内容は、キーボードを駆使したテクニカルな演奏がエキゾティックなテーマをドライヴする、民族ジャズロック作品。
ニーメンのソウルフルかつ濃厚な原語ヴォーカルを取り巻くのは、シンセサイザー、メロトロン、エレピ、クラヴィネットら多彩なキーボードときめ細かいリズムである。
東欧の文化にはまったく明るくないのだが、独特の節回しには、明らかに、イスラム圏やアジアをイメージさせるものがある。

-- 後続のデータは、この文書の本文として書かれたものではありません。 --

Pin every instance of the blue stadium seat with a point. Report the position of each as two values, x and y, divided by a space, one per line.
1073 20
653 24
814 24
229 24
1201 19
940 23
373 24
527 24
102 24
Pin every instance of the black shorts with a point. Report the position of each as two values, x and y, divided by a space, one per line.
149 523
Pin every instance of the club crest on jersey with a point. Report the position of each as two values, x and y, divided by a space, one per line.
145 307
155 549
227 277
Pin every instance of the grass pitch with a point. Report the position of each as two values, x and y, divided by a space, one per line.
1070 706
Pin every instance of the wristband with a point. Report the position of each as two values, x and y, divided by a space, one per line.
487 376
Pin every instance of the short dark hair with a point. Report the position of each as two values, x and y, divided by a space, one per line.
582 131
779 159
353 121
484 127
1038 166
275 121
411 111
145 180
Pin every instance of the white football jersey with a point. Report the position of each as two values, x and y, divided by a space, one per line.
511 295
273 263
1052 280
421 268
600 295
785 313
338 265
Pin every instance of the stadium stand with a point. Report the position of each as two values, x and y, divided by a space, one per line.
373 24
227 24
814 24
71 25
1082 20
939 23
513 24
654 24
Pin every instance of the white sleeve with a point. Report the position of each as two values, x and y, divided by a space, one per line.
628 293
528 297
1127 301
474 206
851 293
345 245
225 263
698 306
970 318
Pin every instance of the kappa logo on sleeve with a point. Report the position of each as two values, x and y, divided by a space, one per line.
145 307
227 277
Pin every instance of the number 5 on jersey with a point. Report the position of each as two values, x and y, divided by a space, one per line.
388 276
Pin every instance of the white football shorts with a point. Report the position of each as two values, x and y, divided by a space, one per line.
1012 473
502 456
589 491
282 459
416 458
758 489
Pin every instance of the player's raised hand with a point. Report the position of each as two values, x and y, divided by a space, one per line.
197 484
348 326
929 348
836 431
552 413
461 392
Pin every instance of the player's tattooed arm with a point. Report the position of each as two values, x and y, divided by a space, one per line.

シンセサイザーやギターによるテーマにも、この民族色が強く現れており、MAHAVISHNU ORCHESTRA を思わせるところもある。
ブルージーなヴォーカル、ギターとダークなメロトロンによるミステリアスなパート、ムーグやエレピがふんだんに用いられた跳ねるようにテクニカルなアンサンブルが、対比/協調しているところが、本作の特徴といえるだろう。
ムーグは、管楽器系の民族楽器のニュアンスを模すような、巧みなピッチ変化を見せる。
一方、エレピやクラヴィネットは、いかにもこの時代独特のクロスオーヴァー的なプレイ。
また、ヴォーカルの唱法には、民族色のみならず、ロッド・スチュアートのような欧米のロック・ヴォーカリストの影響も感じられる。
ポップという点では、想像以上に英米圏の影響をストレートに反映しており、テクニカルな演奏スキル自体は、英米のグループと遜色ない。
同列に扱うべきだろう。
しかしながら、イタリアン・ロックと比べると、欧米の音を取り込みひねくり回して独自の個性にしてしまうようなマニアックな熱っぽさは感じられず、むしろ洗練された輸入方法をちゃんと心得ているようなところがある。
逆にいうと、原語の響き以上にはローカルな面白さは少ない。
メロディ・ラインや和声にはいかにもな民族色が現れてはいるのだが、ワールド・ミュージック系の音に慣れてしまった今となっては、70 年代メインストリーム・フュージョン的な面の方が、「エキゾチック」なものに感じられる。
奇妙な状況ではあるが、ポップ・ミュージックの宿命だろう。
何にせよキーボード中心のプログレッシヴなジャズロックとしてはかなりのものです。
「Cztery Sciany Swiata」
「Piedorzym」民族色豊かな作品。
ムーグが主。
「Kamyk」メロトロンをフィーチュアした神秘的な「静」と緻密なユニゾンによるテクニカルな「動」が交錯する傑作。
フェード・アウトが惜しい。
「Dajmi Wstazke Bitekitna」ブルージーにしてトラディショナル、なおかつ AOR な響きもあるバラード。
デメオラ系速弾きアコースティック・ギターとストリングス系のメロトロン、ムーディなエレピが伴奏する。
「Snutny Ktosi Biedny Nikt」テクニカルな変拍子ユニゾンが伴奏するハードな歌もの。
前半は、GENTLE GIANT がジャズロック色を強めたような感じ。
独特の音階は、やはり民族的なモードなのだろうか。
ヴォーカルは、汗が飛びそうなほどソウルフル。
終盤のキーボード合戦も聴きもの。